1, 2, 3, valser

 

 

1, 2, 3, pas comptés, mesurés. Ma main dans la tienne. Mes yeux sur ton épaule. J'écoute l'harmonie de nos valses qui s'apprivoisent. 1, 2, 3, tout commence.

 

1, 2, 3, les bruits s'éteignent. La vie se tamise, s'intimise, comme lorsque la nuit s'impose et se chuchote. L'air a changé. 1, 2, 3, l'air est chaud.

 

1, 2, 3, peu à peu. Les pieds jaugent le bois usé du parquet qui s'allonge. Les mains se rejoignent. Bonnes ou mauvaises élèves, elles tentent d'apprendre ensemble la même leçon de danse. 1, 2, 3, toi et moi.

 

1, 2, 3, notes bleues, rouges, blanches ou ocres. La mélodie susurre ses émois ; les offre à nos échines, à nos droitures faillibles. Elle s'insinue, espiègle, douce et bienveillante, entre les doigts de ses danseurs mêlés. 1, 2, 3, sage indécence.

 

1, 2, 3, patiemment. Langoureusement, les couleurs s'effacent et se mélangent. Les tiennes, les autres, les miennes et celles qui n'existent pas encore. Je suis là sans y être. Avec toi, avec vous. 1, 2, 3, je vous aime.

 

1, 2, 3, l'envol. Semelles lisses sur bois croquant. Semelles râpeuses sur bois glissant. L'élan d'une brise me caresse les cheveux. 1, 2, 3, tout s'échappe.

 

1, 2, 3, la voilà. La drôle de merveille. Elle s'anime, bat des cils et sourit : vue de haut, je suis deux. Vue de dessous, je suis quatre. Vue d'ensemble, je suis monde. 1, 2, 3, la voyez-vous ?

 

1, 2, 3, où êtes-vous ? Je vous regarde. Souvent sans vous voir je vous sais quand même. De là-bas je vous admire et bois vos rires avec envie. Je viens, je pars, vous êtes tout près puis bien trop loin. 1, 2, 3, vous êtes si beaux.

 

1, 2, 3, laissez-moi. Dans les bras de cette valse, ma tête contre la sienne. Lovée dans le lit brun et tendre de l'anonyme.
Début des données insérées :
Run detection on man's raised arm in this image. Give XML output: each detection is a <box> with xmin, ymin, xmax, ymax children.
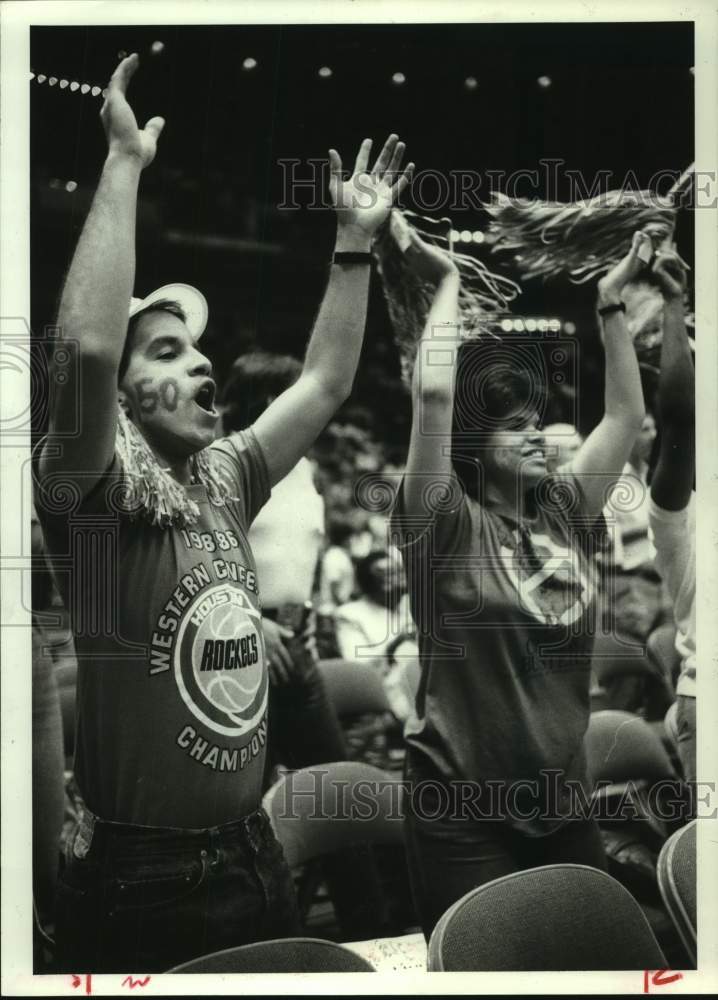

Je ne me réveillerai que lorsque le rideau de ma pièce aura humblement baissé sa tête de velours. 1, 2, 3, oubliez-moi.

 

1, 2, 3, je m'éveille. L'aurais-je encore rêvée, cette valse chimère ? Ma paume a pourtant souvenir d'avoir connu la tienne. Et mon cœur vibre encore d'avoir tourné, tourné. 1, 2, 3, tout là-bas.

 

1, 2, 3, petits mots penauds. Jaloux, debout. Avides et gourmands, ils voudraient tant, eux aussi, savoir danser. A l'envers, à l'envie. Savoir conter aux hommes le bonheur de valser. 1, 2, 3, le bonheur de valser.

 

1, 2, 3, le bonheur. De valser. 1, 2, 3, valser.